8マン

1963年初出 平井和正/桑田二郎
扶桑社文庫 1~4巻(全6巻)

とりあえず線のシャープさはとても63年に描かれたものとは思えず、感心させられました。

なるほど信奉者を生むだけはあると納得。

内容はアニメとそう大きく変わらず、勧善懲悪なアメコミ風変身ヒーローもの路線。

当時の子供達を熱狂させた作品ですんで、なにか特別なものがあるはずなんですが、リアルタイムで接していない分、さすがに今読み返してみておもしろい、と思える部分は残念ながら私にとっては少なかったですね。

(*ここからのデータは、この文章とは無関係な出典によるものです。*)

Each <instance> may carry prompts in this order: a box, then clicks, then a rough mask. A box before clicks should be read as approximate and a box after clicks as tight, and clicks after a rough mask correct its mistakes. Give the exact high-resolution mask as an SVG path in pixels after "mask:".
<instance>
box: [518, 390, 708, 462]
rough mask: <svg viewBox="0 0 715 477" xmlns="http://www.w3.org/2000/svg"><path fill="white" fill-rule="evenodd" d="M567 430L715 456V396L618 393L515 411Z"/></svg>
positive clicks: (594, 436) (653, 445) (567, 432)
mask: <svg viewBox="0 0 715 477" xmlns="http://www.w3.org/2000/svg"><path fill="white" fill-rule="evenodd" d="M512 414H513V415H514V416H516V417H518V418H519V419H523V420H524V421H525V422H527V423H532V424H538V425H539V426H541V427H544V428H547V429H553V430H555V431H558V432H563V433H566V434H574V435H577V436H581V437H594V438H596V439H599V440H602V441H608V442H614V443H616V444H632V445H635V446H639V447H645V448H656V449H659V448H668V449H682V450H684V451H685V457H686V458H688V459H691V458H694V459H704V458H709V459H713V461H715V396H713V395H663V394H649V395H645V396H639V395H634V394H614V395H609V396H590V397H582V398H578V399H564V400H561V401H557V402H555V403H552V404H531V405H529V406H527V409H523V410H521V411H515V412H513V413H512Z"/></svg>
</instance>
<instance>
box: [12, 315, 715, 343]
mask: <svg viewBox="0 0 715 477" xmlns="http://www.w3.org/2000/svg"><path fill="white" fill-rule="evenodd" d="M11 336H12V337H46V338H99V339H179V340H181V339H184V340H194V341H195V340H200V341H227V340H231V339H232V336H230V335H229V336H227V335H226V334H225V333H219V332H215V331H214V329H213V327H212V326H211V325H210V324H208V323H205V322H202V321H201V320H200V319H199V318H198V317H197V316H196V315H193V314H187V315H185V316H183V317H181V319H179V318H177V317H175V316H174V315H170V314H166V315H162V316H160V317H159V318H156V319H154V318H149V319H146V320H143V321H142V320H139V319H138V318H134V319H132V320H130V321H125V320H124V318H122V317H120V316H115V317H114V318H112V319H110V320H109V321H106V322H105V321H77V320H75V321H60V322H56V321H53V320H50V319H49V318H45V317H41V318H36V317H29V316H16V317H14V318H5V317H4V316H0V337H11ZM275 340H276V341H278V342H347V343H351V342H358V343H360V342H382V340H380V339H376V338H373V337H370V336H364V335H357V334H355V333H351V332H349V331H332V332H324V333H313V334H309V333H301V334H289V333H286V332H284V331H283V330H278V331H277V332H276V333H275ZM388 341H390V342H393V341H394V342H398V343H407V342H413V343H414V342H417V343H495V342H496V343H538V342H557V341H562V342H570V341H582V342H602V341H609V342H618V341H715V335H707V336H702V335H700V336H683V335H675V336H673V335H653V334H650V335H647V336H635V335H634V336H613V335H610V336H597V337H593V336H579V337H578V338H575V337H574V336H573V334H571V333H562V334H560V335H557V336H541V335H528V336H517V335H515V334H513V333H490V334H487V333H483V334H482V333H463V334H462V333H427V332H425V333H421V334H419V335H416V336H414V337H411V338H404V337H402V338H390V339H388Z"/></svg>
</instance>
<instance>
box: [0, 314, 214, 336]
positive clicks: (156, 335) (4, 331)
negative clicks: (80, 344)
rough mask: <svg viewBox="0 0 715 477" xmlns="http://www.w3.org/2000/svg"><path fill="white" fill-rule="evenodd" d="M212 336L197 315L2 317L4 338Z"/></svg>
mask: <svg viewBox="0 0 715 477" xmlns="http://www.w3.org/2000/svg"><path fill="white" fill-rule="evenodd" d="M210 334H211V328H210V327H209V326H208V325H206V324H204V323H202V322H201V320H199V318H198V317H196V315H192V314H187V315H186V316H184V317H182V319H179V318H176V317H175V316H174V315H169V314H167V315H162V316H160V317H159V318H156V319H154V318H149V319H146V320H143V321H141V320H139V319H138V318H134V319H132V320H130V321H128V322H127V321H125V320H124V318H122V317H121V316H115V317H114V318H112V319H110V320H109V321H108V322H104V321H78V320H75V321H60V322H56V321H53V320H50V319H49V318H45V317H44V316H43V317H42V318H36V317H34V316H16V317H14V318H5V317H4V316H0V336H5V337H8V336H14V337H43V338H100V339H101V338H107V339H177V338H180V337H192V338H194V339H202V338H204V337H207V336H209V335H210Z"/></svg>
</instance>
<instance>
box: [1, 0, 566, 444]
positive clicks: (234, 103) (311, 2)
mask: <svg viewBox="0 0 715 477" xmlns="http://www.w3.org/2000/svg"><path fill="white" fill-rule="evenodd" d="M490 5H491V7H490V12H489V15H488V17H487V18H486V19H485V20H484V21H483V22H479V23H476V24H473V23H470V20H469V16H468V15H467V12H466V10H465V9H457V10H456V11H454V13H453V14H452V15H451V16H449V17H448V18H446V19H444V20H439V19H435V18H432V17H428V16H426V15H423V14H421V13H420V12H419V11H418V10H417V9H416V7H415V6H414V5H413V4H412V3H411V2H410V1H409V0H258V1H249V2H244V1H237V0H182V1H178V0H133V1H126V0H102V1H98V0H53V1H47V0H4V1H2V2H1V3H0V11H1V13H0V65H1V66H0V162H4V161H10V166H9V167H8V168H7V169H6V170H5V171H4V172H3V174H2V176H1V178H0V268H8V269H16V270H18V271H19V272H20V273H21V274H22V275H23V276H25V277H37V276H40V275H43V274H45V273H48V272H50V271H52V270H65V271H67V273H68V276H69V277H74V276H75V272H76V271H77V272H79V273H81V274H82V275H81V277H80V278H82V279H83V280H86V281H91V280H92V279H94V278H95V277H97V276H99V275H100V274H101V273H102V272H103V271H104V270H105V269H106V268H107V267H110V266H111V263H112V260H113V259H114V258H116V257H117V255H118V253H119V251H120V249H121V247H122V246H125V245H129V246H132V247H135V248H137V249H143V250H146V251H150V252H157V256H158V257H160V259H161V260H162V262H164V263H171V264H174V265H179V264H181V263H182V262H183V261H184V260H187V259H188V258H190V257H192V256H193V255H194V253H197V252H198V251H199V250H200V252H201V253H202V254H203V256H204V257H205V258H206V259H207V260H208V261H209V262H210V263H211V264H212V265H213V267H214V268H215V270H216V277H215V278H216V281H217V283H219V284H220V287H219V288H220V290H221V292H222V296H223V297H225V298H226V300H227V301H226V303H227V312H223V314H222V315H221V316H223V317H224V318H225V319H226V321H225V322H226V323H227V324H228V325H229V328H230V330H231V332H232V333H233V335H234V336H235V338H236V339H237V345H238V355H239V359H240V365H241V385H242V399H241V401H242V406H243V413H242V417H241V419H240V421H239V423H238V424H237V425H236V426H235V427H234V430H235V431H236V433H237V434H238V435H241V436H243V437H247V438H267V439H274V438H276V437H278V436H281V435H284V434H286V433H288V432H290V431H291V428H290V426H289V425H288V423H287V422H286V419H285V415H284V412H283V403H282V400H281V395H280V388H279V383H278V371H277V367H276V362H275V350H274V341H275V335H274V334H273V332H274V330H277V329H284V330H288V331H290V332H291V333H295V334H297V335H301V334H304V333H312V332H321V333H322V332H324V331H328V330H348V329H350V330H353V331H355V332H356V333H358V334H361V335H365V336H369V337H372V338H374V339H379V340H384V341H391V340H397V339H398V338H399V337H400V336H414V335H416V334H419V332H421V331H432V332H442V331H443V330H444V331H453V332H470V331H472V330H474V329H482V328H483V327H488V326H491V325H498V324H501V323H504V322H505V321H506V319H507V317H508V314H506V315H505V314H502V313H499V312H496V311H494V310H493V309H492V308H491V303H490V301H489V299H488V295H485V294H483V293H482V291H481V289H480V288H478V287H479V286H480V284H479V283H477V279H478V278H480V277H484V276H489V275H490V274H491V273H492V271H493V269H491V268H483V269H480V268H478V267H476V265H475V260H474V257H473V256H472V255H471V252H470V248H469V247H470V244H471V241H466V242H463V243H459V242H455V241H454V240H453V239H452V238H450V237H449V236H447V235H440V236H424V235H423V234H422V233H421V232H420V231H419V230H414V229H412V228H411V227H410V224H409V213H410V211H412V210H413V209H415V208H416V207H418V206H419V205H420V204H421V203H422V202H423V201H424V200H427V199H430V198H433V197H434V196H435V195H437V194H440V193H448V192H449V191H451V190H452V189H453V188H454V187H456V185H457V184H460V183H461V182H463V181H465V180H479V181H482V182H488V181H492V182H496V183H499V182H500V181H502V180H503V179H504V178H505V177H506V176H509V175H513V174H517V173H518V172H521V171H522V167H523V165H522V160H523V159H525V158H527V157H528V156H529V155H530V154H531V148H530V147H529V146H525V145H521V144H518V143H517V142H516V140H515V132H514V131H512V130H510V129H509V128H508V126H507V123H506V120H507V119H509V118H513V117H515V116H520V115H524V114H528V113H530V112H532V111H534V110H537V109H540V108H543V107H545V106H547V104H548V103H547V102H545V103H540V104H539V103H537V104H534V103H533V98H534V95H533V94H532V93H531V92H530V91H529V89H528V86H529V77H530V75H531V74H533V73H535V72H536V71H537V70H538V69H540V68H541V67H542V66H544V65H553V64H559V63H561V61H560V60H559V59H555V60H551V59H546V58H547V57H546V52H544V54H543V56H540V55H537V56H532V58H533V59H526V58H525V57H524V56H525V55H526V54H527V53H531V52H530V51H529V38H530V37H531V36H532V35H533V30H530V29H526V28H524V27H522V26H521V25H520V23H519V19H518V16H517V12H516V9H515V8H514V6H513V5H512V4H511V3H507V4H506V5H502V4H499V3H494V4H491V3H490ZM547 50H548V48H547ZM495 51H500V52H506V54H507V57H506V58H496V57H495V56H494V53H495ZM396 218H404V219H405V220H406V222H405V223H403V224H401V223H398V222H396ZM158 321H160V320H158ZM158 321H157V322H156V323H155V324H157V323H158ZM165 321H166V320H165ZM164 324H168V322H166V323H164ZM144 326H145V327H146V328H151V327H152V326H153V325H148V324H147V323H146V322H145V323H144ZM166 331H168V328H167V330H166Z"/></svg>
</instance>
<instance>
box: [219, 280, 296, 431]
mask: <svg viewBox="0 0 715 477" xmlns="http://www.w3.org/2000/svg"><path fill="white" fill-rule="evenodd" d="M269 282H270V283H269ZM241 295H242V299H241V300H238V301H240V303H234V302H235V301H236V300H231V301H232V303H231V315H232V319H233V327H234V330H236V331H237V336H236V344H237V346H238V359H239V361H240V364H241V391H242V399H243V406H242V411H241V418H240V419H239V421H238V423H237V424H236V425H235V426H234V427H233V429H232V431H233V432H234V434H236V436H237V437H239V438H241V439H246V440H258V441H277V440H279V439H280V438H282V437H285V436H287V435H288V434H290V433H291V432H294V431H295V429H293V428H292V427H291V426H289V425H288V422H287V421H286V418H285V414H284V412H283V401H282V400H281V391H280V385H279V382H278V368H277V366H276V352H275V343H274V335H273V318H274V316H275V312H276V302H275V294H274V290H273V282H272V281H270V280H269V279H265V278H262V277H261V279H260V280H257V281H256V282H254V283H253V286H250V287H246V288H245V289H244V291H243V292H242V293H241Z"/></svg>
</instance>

平井和正もスパイダーマン(池上遼一/画)のような毒はまだ撒き散らしておらず、至極真っ当な少年漫画作りに徹してますし。 

警視庁捜査一課の7人の刑事のチームに含まれない、8番目のロボット刑事、という設定にはそそられるものがあるんですが、そのドラマがね、やっぱりどうしたって子供向けで古いんです。

加速装置を含む超人性はのちのヒーローものに大きく影響をあたえた、と思われるんですが、当時のファンが懐かしむのがやはり一番正しい鑑賞法かと。

連載終了直前で桑田二郎が降板したため、アシスタントが描いた最終話と後に作者がリライトした最終話の二つが8マンには存在するらしいんですが、私はそこまでたどり着けませんでした。

面目ない。

さすがに辛いものがありましてですね、うん。

国産アニメ黎明期の金字塔的作品であり鉄腕アトムと双璧をなした作品なので、知らないよりは知っていた方がいいと思うんですが、あまり若い読者にはオススメできない、というのが正直なところ。

石ノ森章太郎はここをヒントに手塚治虫を足がかりとして、数々の変身ヒーローものを産み出したのかなあ、なんて思ったりはしました。